RISQUES LIES AUX POLYBROMES :

 ARTICLES PARUS DE JUILLET A DECEMBRE 2011

 DANS LA LITTERATURE SCIENTIFIQUE (Source PubMed)

 

FAITS MARQUANTS


EFFETS CHEZ L’HOMME

  • Effets physiopathologiques :

– La présence de perturbateurs endocriniens, dont des polybromés, dans le liquide folliculaire humain est un facteur de risque de développement anormal de l’ovocyte exposé in vivo (diminution de la fécondation).

– Le temps de la grossesse et l’infertilité ne sont pas associés à l’exposition in utero aux polybromés au contraire des avortements spontanés qui sont plus importants.

  • Effets in vitro :

– Les bisphénols polyhalogénés peuvent agir comme des composés obésogènes perturbant les fonctions physiologiques régulées par le PPARγ humain ou animal.

 

EFFETS CHEZ L’ANIMAL

  • Chez le rat :

– L’exposition au BDE-99 au cours de la période de gestation produit chez les fœtus un retard dans l’ossification, une légère hypertrophie du cœur et un foie plus volumineux. Des signes évidents de toxicité embryo/fœtale sont constatés.

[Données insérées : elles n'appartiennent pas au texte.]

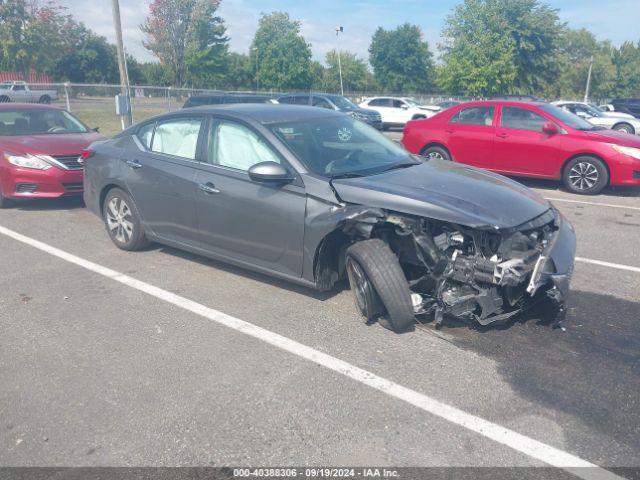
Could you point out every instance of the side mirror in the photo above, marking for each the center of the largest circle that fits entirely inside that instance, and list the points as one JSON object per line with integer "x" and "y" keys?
{"x": 269, "y": 172}
{"x": 550, "y": 129}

– L’exposition au long terme aux PBDE modifie potentiellement les fonctions cellulaires pouvant conduire aux désordres métaboliques et au cancer.

  • Chez la souris :

– Des interactions génétiques et environnementales en lien avec des comportements sociaux et cognitifs sont associées à un dimorphisme sexuel, une dysrégulation épigénétique et des déficits comportementaux.

 

MÉTABOLISME, BIOMONITORING

– Les polybromés sont détectés dans tous les échantillons de liquide amniotique analysés, ce qui peut avoir un impact potentiel sur la santé périnatale du fœtus.